Balancing Business Ethics, Shareholder Value and Leadership Skills
Thanks to the scandals of Enron and Arthur Andersen, classes on Business Ethics were made mandatory in almost all schools offering MBA programs in mid 2000s. Before that, the Accreditation Council for Business Schools and Programs (ACBSP) encouraged schools to incorporate ethical behavior in MBA curriculum and provided guidelines on various moral and ethical topics, but gave schools the freedom in how to introduce such studies. Back then, business ethics teaching was often left to the school administration and the professor’s discretion, but never taught as a class in its own right until recently.
A lot has happened since the Enron scandal. Unfortunately, many more scandals have surfaced since then. We need not walk so far back in history lane to name a few, most of these scandals took place in recent years.

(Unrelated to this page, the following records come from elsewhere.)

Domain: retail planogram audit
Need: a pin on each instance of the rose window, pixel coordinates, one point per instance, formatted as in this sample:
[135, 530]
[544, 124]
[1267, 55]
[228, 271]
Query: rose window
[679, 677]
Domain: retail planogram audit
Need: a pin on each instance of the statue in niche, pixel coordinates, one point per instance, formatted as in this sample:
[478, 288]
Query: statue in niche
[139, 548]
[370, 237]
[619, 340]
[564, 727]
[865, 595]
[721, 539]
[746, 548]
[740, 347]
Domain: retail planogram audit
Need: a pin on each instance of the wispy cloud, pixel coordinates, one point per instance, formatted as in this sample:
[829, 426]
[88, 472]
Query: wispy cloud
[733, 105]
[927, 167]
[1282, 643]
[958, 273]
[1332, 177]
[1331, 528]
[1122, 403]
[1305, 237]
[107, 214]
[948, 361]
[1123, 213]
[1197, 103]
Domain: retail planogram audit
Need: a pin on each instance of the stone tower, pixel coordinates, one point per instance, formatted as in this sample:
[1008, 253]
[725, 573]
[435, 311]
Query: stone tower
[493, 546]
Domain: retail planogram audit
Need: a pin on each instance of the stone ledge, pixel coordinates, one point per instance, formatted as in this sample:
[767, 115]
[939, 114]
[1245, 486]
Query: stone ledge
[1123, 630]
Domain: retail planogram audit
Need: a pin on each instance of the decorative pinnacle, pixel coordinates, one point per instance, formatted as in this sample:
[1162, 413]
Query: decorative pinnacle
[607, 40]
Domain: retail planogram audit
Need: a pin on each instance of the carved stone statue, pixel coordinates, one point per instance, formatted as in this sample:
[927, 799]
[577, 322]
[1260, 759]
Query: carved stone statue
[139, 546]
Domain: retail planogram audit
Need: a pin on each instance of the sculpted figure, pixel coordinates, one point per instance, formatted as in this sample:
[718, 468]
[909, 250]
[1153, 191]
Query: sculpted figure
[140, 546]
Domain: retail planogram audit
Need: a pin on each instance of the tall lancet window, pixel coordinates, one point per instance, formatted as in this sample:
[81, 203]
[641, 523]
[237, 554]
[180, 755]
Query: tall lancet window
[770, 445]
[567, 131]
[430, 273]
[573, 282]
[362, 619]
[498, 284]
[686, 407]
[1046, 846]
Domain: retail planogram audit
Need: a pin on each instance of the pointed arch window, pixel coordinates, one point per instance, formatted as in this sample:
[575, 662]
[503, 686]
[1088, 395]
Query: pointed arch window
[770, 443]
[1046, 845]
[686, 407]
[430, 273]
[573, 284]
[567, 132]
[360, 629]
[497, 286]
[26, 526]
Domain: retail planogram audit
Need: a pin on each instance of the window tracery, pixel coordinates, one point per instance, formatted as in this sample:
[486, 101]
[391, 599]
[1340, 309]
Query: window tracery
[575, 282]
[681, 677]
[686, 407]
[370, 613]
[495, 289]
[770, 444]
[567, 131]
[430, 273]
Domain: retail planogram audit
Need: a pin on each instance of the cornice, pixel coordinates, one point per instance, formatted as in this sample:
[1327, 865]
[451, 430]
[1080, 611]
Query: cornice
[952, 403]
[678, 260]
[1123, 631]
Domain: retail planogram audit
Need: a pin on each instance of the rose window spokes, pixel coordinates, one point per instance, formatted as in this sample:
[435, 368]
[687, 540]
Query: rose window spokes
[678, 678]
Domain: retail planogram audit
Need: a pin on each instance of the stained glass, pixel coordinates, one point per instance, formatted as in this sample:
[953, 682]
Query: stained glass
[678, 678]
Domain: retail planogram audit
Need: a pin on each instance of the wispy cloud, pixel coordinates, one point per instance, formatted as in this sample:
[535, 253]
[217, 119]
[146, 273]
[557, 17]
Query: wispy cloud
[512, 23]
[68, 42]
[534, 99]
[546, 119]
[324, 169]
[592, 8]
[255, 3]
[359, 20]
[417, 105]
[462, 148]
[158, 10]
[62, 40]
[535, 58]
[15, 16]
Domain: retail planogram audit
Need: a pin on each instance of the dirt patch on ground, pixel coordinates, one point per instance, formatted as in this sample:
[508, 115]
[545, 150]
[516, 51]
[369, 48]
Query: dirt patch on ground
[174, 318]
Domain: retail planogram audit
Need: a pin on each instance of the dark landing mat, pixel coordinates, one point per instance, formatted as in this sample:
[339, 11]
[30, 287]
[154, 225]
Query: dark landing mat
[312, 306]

From the various unethical and illegal operations of Uber leading to the dismissal of CEO Travis Kalanick, to the multiple sexual harassment cases of Harvey Weinstein in Hollywood. The Equifax’s data breaches, which the company knew of but did not disclose till much later, leading to the information of 145 million people being compromised. Wells Fargo’s creation of 3.5 million fake accounts between 2016 and 2017, and its admission that the bank charged as many as 570,000 customers for auto insurance they did not need. Even Apple, our beloved company of all times, had purposely slowed down older iPhones to compensate for decaying batteries in a bid to force consumers to upgrade to newer versions without warning consumers first! Apple of course, claims it was all a misunderstanding.
For those of you interested in the history of business scandals, this infographic gives a good overview of the world’s 10 worst accounting scandals dating back to 1998.
Whatever the corporate scandal, be it corruption, greed, bribery, fraud or misconduct, there is a big impact on the economy, the society and its individual consumers. Some of these impacts are detrimental and irreversible, such as the suicides of ex-Enron executive J. Clifford Baxter, Daniel Pirron of Deliotte, and Mark Madoff, the son of the Ponzi schemer. Others, have long lasting effects such as baby food and formula discoveries, the Flint water crisis and wildlife suffering from oil spillage.
So why do these scandals happen?
It seems some executives get blind-folded by their ambitions and unrealistic shareholder demands to the point they can no longer tell what is ethical, legal or a misconduct. And when questionable business initiatives are pointed out, either internally or by a whistle-blower, executives fall into the habit of rationalizing the conduct. They will either deny responsibility, deny the injury, or deny there were real victims!
Luckily, and due to past scandals, many ethical codes have been applied to various functions of the business. From the Sarbanes-Oxley Act (SOX) governing accounting ethics, to financial ethics prohibiting insider trading, marketing ethics, production and IT ethics governing copy right and intellectual property laws.
But the simplest formula to avoid falling into such pitfalls in the first place is to ask yourself five questions before proceeding in whatever business action you are about to conduct: -
1. Is it the truth?
2. Is it fair to all concerned?
3. Will it be beneficial for all concerned?
4. Will it build goodwill and better relationships?
5. Will you be proud if it was made public (if your family and friends knew)?
Answers to questions above will serve well in determining whether or not to move forward with the business initiative.
Executives will benefit in learning that maximizing shareholder value, under all circumstances, is the academic economy of the 1970s as put by Joseph L. Bower and Lynn S. Paine in the Harvard Business Review May-June 2017 issue. The HBR article goes into explaining how shareholders are shielded by the doctrine of limited liability from legal responsibility of misconducts committed by company executives. Shareholders can also buy and sell shares as they please and are only required to disclose their identities in certain circumstances.
Questionable business activities can be prevented with disciplined leadership skills and a culture of which we choose to build our business environment on. I wrote about leadership skills in my June 2018 blog, where I discuss the three main categories of leadership. Please also checkout the “Creating Inspiring Workplaces” workshop, which addresses business ethics and culture among other pillars necessary to create a healthy work environment.
Business mistakes, even big scandalous ones, can happen. But as long as people learn from them and see the path to enlightenment, they can recover. Martha Stewart was able to bounce back from her insider trading scandal and regain her company in 2012, her company was later acquired by Sequential Brands Group in 2015. It doesn’t have to be all gloom and doom, we must recognize the silver linings from any bad situation, and most importantly come out of such experiences with long tasting learnings.